Am 21.1. wurde am Freiburger Landgericht über den Einspruch eines mutmaßlichen Teilnehmers der Noborder Action Days 2016 gegen seine Verurteilung wegen "Nötigung" durch das Lörracher Amtsgericht verhandelt. Das Landgericht hielt Verurteilung und Strafmaß aufrecht, außerdem bekam ein Prozessbeobachter eine Anzeige.
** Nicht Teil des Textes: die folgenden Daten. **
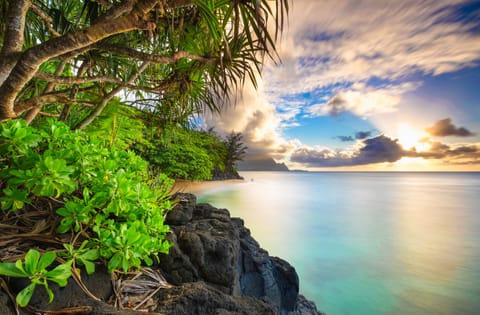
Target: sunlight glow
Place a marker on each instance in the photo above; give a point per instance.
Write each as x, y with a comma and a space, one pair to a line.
410, 138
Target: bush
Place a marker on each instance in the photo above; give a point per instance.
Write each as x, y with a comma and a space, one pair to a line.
99, 201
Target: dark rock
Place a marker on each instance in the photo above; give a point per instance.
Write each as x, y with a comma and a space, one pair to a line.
215, 267
182, 212
220, 251
305, 307
199, 298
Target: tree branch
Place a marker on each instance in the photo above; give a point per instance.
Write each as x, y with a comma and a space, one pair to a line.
49, 88
29, 62
75, 80
100, 107
48, 20
12, 43
125, 51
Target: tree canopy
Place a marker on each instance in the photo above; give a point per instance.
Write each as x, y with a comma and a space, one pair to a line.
167, 58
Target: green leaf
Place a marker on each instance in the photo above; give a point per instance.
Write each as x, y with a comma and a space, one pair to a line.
89, 266
24, 296
46, 260
91, 254
11, 270
31, 261
114, 262
60, 274
49, 292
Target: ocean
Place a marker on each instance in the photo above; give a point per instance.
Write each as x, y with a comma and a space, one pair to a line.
368, 243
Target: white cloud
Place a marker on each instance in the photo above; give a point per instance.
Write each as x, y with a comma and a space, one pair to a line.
352, 41
339, 46
362, 101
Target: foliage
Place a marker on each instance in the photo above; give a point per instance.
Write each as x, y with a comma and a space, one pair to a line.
182, 154
174, 58
236, 149
35, 267
99, 200
194, 154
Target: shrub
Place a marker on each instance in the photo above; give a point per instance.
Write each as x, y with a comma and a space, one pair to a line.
99, 201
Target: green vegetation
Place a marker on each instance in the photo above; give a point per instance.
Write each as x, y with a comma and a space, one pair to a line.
94, 202
130, 75
193, 154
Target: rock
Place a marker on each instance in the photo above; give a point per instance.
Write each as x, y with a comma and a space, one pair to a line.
199, 298
215, 267
220, 251
182, 211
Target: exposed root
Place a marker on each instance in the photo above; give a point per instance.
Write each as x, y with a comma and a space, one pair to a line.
137, 292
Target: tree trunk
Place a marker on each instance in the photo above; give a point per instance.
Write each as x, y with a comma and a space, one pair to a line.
100, 107
31, 59
34, 111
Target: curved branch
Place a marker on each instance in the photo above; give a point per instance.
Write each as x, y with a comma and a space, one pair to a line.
125, 51
75, 80
48, 20
12, 42
100, 107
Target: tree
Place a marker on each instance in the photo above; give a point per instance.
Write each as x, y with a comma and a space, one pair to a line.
169, 57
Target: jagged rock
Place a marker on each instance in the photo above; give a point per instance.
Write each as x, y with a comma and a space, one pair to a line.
220, 251
182, 212
198, 298
215, 266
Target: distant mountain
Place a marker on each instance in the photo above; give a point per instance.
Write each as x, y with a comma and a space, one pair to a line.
261, 164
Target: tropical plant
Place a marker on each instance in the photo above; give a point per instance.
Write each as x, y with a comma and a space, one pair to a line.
64, 57
67, 193
236, 150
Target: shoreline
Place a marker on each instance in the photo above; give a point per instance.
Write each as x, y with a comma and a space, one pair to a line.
197, 187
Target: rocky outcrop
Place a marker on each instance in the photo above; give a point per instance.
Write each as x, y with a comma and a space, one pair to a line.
217, 250
214, 266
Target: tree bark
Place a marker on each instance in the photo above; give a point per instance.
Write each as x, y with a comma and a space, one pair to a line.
50, 86
98, 110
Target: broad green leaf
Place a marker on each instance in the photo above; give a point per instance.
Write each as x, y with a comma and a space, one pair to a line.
24, 296
60, 274
31, 261
46, 260
11, 270
49, 292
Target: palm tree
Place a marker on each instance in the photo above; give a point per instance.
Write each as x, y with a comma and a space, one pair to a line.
173, 58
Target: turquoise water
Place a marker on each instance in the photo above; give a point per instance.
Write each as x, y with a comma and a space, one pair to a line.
369, 243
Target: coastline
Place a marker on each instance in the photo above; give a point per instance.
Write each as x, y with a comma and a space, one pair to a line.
197, 187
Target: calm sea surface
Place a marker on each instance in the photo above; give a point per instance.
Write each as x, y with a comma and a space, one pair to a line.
369, 243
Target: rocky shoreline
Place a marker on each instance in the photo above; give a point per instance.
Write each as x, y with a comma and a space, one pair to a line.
214, 267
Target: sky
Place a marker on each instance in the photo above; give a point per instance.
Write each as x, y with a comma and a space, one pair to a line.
374, 85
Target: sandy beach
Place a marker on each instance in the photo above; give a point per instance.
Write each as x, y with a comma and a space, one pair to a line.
197, 187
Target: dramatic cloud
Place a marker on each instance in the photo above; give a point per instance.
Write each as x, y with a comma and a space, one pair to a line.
337, 44
362, 101
444, 128
375, 150
383, 149
360, 135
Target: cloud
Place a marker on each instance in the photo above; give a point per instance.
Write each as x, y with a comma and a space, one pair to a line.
360, 135
346, 138
445, 128
374, 150
362, 101
258, 121
382, 149
349, 42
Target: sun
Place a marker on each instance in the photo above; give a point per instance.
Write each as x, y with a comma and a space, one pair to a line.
411, 138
Zur Vorgeschichte: Nach dem kurzen Fest der "offenen" Grenzen Ende Sommer 2015 bemühten sich die europäischen Regierungen schnell, die Reiserouten von Flüchtlingen wieder zu blockieren. Grenzen wurden geschlossen, Zäune errichtet und das Militär aufgefahren. Insbesondere auf der Balkanroute saßen Zehntausende buchstäblich im Dreck fest, was letztlich dazu führte, dass Flüchtlinge wieder auf die gefährlicheren Strecken über das Mittelmeer ausweichen mussten, mit den bekannten tödlichen Folgen. Vielerorts gab es deswegen solidarische Proteste, teilweise auch direkt an den Grenzen. Bei den Noborder Action Days wurde am 2.4.2016 unter dem Motto "Grenze dicht -- blöd, was?" die Autobahngrenze zwischen Weil und Basel blockiert. Etwa hundert Leute stellten sich auf die A5 und zwei Menschen seilten sich von einer Brücke ab. Dazu wurden Transparente gezeigt und Flyer an die Menschen im Stau verteilt. Mit vereinten Kräften drängten deutsche und Schweizer Grenzpolizei die Demonstrierenden ab, kesselten einen Teil von ihnen neben der Autobahn ein und nahmen sie fest. Ein paar schöne Fotos fändet Ihr unter https://linksunten.indymedia.org/de/node/174613, wenn da das Schweinesystem nicht zugeschlagen hätte. Eins haben wir aber für Euch aus dem Giftkeller des Innenministeriums gerettet:

Bild: Die Kletteraktion bei der Räumung, im Hintergrund der Kessel mit anderen Aktivist_innen (@Mods, das Bild muss natürlich nicht dreifach, ich weiß nur nicht, wie ich es wieder rauskrieg, nachdem ich den "Einbetten"-Knopf zu oft gedrückt hab;)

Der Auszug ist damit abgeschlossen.